Philip Shepherd is the founder of an interdisciplinary theatre company; he has worked as a corporate coach, taught creativity workshops, penned a documentary for CBS Television; and he is a playwright. This ambitious and wide-ranging book grew out of workshops he has led for more than two decades. He began to write New Self, New World in 2001 and over the next nine years played around with the issues surrounding the 10,000-year-old story of our culture and how it has run out of juice and relevance to our lives. In the foreword, Andrew Harvey defines the wake-up call presented here as "a revolution of illumined mind, sacred heart and divinized body."

Shepherd believes that the culture that influences our ideas and experiences tells us the big lie day by day: "the roots of the self do not lie in the world around us, nor even in the body, but are preserved intact within the blood-brain barrier." This fiction of self-achieved independence comes at us from all directions when everything in science and spirituality enables us to embrace the universe as an interdependent reality. Dualism is a fall-out from the head-tripping which is so predominant in our culture. Here, self and the world, idea and feeling, mind and matter, good and evil are in opposition, bringing stress and imbalance into our lives. Another fiction projected in our culture is that the head and reason take precedence over the body and feelings. This leads to an emphasis on doing over being. Living in our heads means ignoring the body and its wisdom. Shepherd counsels us to listen to the body and ask it what it needs.

One of the most creative elements in New Self, New World is the inclusion of a set of exercises to help us awaken to the body's genius and its many gifts. One of them enables us to pay attention to the beating of our own heart as a spiritual practice; another advises us to loosen and become as flexible as a seaweed plant, and a third has us lie flat and just feel the sensations going on in our body and around us.

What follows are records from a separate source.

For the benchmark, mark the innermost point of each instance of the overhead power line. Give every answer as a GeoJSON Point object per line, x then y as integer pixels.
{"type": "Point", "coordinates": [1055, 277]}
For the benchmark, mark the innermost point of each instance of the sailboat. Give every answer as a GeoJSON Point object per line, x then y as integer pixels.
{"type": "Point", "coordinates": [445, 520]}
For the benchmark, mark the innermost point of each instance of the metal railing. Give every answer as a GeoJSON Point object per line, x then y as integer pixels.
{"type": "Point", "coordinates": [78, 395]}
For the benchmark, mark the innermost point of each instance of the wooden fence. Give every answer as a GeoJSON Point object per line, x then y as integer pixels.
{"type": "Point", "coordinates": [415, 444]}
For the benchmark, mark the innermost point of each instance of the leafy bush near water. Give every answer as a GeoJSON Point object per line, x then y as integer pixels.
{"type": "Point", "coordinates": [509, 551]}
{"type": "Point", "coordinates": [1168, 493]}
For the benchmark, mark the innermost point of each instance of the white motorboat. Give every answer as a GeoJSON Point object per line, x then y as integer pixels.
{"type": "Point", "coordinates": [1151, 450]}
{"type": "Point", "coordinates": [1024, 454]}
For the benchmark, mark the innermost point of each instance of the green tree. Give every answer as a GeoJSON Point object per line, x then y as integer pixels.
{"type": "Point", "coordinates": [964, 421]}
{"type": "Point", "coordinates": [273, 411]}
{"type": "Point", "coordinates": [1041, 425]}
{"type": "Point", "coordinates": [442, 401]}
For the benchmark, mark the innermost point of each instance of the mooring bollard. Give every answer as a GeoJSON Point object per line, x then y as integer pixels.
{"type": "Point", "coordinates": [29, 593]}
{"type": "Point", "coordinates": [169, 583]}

Instead of viewing the world as a place of conflict, danger, and constant warfare, the female sensibility is sensitive to the emotions, playful, curious, an advocacy of gentleness, and a determination to call the world into harmony. Early in the book, Shepherd points to freedom, creativity, and presence as the crux of our humanity. He spells out just what this means as we begin to shift back to a female oriented culture where body genius is celebrated along with gentleness and sensitivity.